We have been following this one for some time. As you might recall, the Millennium Tower, a “pricey” 58-story luxury condominium tower at 301 Mission Street was built on a site of sand and fill from the time when part of the bay was filled to make way for additional development in the City by the Bay.

The foundation is a 10-foot-deep concrete mat with piers 60-90 feet deep that were supposed to anchor the building in one place. The New York developer, Related Companies, did not engineer the piers down to bedrock and in the first six years since construction was completed and the units sold to notables like Joe Montana, the building has sunk and tilted. Currently, according to the article, the 58-story tower has sunk 16 inches, tilted 14 inches to the west and 6 inches toward the north.  Truly a leaning tower.

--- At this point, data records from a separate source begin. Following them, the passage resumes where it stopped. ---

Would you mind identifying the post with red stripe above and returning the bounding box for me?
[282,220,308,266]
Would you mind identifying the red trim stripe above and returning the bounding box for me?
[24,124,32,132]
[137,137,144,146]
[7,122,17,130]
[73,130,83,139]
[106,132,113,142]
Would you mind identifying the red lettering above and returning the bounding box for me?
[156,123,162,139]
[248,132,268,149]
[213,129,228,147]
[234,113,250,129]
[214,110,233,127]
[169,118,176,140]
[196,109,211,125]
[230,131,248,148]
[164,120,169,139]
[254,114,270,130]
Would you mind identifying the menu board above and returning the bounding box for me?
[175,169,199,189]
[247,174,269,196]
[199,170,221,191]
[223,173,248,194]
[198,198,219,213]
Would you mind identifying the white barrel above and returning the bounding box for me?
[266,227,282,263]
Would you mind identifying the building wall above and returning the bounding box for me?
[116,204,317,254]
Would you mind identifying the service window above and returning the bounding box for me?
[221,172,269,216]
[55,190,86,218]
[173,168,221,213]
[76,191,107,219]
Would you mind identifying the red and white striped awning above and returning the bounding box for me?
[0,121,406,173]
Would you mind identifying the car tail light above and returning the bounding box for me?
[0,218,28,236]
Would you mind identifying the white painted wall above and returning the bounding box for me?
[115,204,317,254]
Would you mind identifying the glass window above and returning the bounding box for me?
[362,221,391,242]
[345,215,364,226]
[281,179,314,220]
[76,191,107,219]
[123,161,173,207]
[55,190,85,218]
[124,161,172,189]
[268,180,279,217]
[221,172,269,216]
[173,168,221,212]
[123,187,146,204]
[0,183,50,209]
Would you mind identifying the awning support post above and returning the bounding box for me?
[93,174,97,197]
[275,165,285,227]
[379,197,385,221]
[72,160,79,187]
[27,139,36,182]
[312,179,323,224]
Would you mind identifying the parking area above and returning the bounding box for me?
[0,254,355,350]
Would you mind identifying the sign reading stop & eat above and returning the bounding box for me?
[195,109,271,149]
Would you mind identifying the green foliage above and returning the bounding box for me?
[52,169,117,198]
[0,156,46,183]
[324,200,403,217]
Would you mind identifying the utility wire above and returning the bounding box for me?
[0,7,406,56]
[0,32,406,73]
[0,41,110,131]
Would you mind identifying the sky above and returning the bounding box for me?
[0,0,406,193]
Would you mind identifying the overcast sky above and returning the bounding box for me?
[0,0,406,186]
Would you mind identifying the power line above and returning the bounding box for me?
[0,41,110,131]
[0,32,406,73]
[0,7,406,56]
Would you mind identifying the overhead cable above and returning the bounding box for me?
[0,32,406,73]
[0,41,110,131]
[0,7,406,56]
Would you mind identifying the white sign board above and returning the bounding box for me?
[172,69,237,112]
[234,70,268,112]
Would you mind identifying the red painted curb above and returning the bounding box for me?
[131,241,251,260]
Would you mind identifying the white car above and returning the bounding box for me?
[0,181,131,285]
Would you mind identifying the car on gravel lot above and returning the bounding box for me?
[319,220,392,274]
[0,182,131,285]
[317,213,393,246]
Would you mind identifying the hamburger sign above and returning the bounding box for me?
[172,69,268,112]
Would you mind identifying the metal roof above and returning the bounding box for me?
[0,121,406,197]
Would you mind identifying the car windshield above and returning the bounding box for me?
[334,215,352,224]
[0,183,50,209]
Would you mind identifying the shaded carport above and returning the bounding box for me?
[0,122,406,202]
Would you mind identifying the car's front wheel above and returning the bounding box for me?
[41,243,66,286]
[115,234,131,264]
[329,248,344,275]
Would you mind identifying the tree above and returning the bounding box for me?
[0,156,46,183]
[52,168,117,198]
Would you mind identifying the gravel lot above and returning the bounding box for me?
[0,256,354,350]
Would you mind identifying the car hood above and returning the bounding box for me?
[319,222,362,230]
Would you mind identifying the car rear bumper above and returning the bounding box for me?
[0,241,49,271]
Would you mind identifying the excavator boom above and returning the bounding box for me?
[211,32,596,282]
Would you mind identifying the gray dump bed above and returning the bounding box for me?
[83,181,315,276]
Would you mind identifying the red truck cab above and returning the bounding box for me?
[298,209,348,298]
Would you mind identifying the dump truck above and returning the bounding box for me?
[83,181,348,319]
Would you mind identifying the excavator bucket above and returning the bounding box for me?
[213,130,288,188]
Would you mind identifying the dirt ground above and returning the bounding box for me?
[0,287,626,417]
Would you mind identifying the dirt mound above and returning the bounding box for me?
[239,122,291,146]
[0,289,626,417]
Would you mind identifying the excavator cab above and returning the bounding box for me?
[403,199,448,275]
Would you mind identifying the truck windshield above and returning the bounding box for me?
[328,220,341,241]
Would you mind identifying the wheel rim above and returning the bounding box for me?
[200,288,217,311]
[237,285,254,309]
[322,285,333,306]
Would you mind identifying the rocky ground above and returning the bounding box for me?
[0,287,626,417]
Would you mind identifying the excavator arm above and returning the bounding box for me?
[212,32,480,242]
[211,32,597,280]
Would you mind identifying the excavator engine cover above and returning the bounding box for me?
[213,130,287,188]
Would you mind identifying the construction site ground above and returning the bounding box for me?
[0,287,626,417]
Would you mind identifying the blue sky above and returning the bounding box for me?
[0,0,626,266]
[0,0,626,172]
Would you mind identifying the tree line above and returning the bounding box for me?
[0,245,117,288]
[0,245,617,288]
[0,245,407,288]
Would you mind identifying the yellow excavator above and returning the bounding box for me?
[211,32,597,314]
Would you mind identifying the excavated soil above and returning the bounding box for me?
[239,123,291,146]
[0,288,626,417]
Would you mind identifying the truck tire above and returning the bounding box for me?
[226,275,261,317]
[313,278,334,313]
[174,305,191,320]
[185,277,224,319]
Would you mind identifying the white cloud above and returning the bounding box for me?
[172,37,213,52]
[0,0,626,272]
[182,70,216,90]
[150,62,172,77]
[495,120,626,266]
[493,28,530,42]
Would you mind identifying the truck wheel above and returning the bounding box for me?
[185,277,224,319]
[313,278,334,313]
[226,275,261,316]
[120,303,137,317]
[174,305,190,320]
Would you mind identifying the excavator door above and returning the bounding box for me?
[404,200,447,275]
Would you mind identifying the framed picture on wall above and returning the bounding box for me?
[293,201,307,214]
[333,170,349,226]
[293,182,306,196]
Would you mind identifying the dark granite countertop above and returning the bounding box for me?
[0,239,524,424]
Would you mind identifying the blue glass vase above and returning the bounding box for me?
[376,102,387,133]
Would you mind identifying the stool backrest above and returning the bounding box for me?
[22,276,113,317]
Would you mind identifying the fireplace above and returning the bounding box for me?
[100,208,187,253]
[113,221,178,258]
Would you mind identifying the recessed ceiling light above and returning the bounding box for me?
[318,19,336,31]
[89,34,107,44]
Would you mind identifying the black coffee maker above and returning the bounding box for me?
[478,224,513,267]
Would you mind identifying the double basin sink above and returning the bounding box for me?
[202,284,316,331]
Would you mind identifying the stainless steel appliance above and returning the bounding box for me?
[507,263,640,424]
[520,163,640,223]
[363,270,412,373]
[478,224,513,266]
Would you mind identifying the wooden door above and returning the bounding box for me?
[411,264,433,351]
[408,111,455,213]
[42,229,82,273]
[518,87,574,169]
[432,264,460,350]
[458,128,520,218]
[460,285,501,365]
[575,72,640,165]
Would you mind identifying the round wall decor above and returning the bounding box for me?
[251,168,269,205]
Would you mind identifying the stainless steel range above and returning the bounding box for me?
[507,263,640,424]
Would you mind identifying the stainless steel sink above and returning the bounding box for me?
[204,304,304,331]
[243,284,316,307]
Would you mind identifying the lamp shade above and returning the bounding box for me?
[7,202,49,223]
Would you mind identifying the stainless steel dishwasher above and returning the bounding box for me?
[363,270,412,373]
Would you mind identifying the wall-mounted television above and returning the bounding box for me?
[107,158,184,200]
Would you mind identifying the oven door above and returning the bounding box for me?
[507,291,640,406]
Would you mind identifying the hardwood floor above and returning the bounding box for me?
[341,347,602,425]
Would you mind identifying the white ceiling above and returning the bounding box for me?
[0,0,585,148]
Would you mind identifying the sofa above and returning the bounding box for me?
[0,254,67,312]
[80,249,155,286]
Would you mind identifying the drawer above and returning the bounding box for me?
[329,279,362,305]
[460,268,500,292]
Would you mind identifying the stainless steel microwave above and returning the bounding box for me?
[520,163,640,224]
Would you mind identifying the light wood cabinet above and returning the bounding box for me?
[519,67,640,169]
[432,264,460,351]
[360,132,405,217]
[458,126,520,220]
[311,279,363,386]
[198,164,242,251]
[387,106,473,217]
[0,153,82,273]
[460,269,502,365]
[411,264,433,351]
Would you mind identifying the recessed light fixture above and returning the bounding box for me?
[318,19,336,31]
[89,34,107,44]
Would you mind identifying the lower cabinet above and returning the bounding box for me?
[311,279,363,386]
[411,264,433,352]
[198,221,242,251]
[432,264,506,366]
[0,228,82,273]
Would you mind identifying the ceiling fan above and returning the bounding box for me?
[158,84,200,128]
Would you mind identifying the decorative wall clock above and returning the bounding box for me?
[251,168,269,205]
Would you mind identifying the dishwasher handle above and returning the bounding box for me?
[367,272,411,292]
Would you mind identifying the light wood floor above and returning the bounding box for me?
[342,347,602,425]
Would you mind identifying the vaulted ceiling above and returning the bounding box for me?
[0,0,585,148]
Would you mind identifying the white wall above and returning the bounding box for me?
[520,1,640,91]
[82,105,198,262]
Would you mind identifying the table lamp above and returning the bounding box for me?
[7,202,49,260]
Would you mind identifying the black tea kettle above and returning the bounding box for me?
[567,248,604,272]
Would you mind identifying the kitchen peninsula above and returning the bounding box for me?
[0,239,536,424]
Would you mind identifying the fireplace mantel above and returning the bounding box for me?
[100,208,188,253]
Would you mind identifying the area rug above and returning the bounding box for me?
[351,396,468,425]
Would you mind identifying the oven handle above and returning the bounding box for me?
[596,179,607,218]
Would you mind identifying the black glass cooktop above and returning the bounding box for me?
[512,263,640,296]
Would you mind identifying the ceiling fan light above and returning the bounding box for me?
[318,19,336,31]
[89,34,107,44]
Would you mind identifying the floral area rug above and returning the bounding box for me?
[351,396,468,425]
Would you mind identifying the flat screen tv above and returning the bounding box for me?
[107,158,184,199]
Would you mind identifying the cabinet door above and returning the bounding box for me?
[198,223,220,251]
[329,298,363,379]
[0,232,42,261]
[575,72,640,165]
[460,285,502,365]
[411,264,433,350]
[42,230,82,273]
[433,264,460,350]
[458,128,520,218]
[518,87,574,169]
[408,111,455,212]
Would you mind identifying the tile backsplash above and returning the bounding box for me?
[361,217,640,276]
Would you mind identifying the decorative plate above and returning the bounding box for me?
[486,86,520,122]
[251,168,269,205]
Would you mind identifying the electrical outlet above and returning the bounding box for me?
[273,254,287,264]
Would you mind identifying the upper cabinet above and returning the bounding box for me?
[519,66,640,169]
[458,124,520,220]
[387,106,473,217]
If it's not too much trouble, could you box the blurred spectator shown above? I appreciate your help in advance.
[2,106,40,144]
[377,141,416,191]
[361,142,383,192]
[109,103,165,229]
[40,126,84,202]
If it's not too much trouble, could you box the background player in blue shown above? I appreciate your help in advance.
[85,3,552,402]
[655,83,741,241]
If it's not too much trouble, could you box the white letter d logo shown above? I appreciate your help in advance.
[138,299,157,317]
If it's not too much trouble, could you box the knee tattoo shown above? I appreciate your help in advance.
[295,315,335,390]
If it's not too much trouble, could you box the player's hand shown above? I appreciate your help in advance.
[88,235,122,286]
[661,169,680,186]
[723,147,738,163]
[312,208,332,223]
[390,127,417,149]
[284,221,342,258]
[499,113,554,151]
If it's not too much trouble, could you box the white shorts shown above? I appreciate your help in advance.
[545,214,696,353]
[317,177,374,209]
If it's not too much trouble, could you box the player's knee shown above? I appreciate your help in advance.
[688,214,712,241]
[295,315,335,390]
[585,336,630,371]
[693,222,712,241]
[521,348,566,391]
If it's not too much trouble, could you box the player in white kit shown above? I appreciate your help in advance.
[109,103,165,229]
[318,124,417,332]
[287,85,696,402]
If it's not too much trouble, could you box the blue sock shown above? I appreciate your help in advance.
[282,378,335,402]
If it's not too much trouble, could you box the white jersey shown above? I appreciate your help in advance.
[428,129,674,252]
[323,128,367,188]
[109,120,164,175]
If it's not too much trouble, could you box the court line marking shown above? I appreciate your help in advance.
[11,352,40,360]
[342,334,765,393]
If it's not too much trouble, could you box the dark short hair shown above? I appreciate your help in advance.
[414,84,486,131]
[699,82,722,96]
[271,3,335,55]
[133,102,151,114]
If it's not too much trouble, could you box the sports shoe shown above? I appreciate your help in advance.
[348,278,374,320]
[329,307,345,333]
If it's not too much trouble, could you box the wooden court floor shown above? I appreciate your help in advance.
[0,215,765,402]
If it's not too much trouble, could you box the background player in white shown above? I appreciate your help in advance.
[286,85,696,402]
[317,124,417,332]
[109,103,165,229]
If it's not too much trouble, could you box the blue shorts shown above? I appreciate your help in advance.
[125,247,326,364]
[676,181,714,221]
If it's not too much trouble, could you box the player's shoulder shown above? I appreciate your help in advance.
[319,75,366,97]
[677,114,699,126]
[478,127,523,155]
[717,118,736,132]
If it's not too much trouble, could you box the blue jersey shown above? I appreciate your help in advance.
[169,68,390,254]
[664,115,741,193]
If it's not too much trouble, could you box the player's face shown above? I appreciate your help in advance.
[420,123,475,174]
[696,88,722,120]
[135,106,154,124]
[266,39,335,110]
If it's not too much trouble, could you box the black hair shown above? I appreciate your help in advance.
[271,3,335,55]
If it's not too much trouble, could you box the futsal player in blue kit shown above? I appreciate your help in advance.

As we reported in our last post, the dewatering of an adjacent site for a transit center has, according to the developers’ lawyers, caused the entire issue and negotiations have been on-going as to how the problem will be fixed. And it won’t be cheap.

Now, according to an article in the San Francisco Chronicle titled “Pricey retrofit proposed for sinking Millennium Tower in SF," the engineers have proposed boring 275 to 300 “micro-piles” to anchor the building to bedrock, but first the building has to be stabilized and that means placing the piles on the sinking side of the tower and waiting for the other sides of the tower to “catch up” or sink to the same level as the lowest side is today. Only then would the additional piers be drilled. Once the piles are all in place, a process that could “take from two to five years.” The building should be stabilized, and the sinking and leaning should be solved.

The general contractor and engineers are working on the approvals and permits needed to start the retrofit.

Oh yes, there is the cost. It is estimated that the cost of the retrofit will be somewhere between $200 and 500 million. The original cost of the concrete frame tower was estimated at $350 million.

The value of the units has dropped like a rock. According to an article in the SF Business Times, “A two-bedroom penthouse in San Francisco's sinking, tilting Millennium Tower has sold for 29 percent less than what it sold for 22 months ago.

A buyer paid $5.75 million last Friday at closing. The luxury unit was initially listed at nearly $9 million last November.

"Purchased for $8.1 million in mid-2015, the two-bedroom plus den penthouse unit #1A on the 58th floor of San Francisco’s Millennium Tower, a 2,700-square-foot unit with two parking spaces which has been remodeled with an 'ultra-contemporary design' and 'only the finest materials, procured from around the globe," SocketSite reports.

We will continue to monitor the progress of this rebuild.